SCC.413 Applied Data Mining – Natural Language Processing Coursework on Language Identification
Language identification is a necessary prerequisite for a large number of NLP tasks such as spell checking, speech recognition, optical character recognition, machine translation, text-to-speech synthesis, authorship attribution, forensic analysis and is used for search engines and summarisation. This task also focuses on n-grams since we have covered this topic (but at the word level) in the lectures e.g. unigrams and bigrams are used for POS tagging and classification.
Your task is to use character bigram information to correctly classify language samples from three different languages: English, Czech and Igbo. By character bigrams we mean pairs of alphanumeric characters, punctuation marks and even spaces between words. For example, for the text “We love SCC413.”, the character bigrams are “we”, “lo”, “ov”, “ve”, “sc”, “cc” (ignoring spaces, punctuation and numbers).
You have been provided with large text samples (around a million words) of each language and you should build a character bigram language model of each language from a training subset. The language model can take the form of a list of normalised frequencies (e.g. frequency per million) of all the character bigrams in the training data. You will need to devise a metric by which you compare the language models against one derived from a test sample in order to determine the language of the test sample. You should then use test subsets of the language files to evaluate the accuracy of your language identification system. You should make sure that you separate training data from test data. The English and Czech language samples are available on the SCC.413 Moodle page and the Igbo samples from our GitHub repository1. Your system only needs to distinguish between the three given languages. The language samples may contain XML tags, so your implementation should ignore any text within <angled brackets like this>, and the Igbo data is provided in JSON format as well as plain text.
If you wish, you can carry out some background research using, for example, a Google Scholar search for “n-gram language identification”. However, we’ve provided a list of good papers below. They describe a variety of approaches to n- gram language identification. You can ask us about these academic papers (or others you found) and the algorithms they employ. You should choose a simple algorithm to implement like these or you may wish to implement something more complex using a machine learning approach, like we cover in the module.

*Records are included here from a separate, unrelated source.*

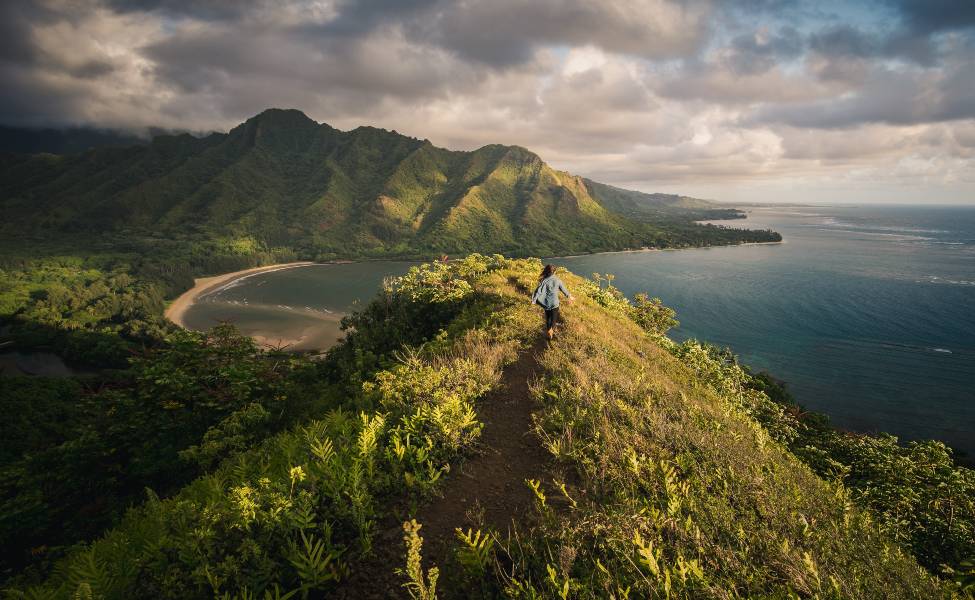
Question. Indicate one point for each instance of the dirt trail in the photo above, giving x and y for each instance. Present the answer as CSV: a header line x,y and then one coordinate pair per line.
x,y
487,490
490,487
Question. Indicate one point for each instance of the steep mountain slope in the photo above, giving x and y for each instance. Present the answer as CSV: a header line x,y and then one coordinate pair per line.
x,y
281,179
655,472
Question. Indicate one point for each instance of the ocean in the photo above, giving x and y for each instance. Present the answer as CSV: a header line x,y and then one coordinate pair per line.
x,y
867,312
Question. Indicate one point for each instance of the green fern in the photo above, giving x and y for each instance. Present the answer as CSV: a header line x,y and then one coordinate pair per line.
x,y
476,550
420,586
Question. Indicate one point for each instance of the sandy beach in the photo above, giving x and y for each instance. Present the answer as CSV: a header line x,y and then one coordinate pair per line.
x,y
203,285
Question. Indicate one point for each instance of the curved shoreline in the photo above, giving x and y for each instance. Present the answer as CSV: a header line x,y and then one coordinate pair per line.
x,y
204,285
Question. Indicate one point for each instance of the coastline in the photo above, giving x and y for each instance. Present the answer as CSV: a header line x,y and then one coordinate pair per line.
x,y
204,285
635,250
176,310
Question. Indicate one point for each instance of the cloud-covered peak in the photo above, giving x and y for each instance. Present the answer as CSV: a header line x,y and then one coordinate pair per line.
x,y
715,99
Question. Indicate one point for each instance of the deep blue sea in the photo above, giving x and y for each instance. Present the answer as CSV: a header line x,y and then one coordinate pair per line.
x,y
867,313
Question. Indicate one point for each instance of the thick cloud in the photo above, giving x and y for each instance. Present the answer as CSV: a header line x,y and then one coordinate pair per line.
x,y
688,96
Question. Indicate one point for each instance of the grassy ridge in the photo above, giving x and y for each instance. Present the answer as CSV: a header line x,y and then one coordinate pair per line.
x,y
665,482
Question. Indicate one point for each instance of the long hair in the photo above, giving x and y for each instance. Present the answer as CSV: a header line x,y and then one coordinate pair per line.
x,y
547,272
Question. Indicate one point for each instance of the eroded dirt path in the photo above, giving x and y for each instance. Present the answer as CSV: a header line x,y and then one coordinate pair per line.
x,y
486,491
489,490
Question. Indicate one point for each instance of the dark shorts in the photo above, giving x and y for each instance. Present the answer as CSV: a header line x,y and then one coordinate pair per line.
x,y
551,316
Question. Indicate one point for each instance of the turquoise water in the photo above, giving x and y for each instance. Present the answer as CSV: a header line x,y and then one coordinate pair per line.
x,y
868,313
299,308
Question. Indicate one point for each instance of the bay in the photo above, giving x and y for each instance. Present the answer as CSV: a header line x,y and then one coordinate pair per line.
x,y
867,313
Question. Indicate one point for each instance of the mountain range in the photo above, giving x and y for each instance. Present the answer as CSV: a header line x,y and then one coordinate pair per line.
x,y
281,179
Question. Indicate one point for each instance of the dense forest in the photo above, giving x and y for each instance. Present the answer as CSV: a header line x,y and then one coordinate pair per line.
x,y
178,464
281,181
210,467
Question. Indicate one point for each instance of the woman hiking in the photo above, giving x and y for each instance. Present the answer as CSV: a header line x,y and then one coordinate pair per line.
x,y
547,296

Adams and Resnik (1997). A language identification application built on the client/server platform. ACL workshop From Research to Commercial Applications: Making NLP Work in Practice. http://www.aclweb.org/anthology/W97-0907
Bashir Ahmed, Sung-Hyuk Cha, and Charles Tappert (2004). Language Identification from Text. Using N-gram Based Cumulative Frequency Addition. Proceedings of Student/Faculty Research Day, CSIS, Pace University, May 7th, 2004. http://www.csis.pace.edu/~ctappert/srd2004/paper12.pdf
William B. Cavnar and John M. Trenkle (1994). N-Gram-Based Text Categorization. In Proceedings of SDAIR-94, 3rd Annual Symposium on Document Analysis and Information Retrieval. http://citeseerx.ist.psu.edu/viewdoc/summary?doi=10.1.1.53.9367
Penelope Sibun and Jeffrey C. Reynar (1996). ‘Language Identification: Examining the Issues.’ Proceedings of the Fifth Conference on Document Analysis and Information Retrieval, pp 125—135.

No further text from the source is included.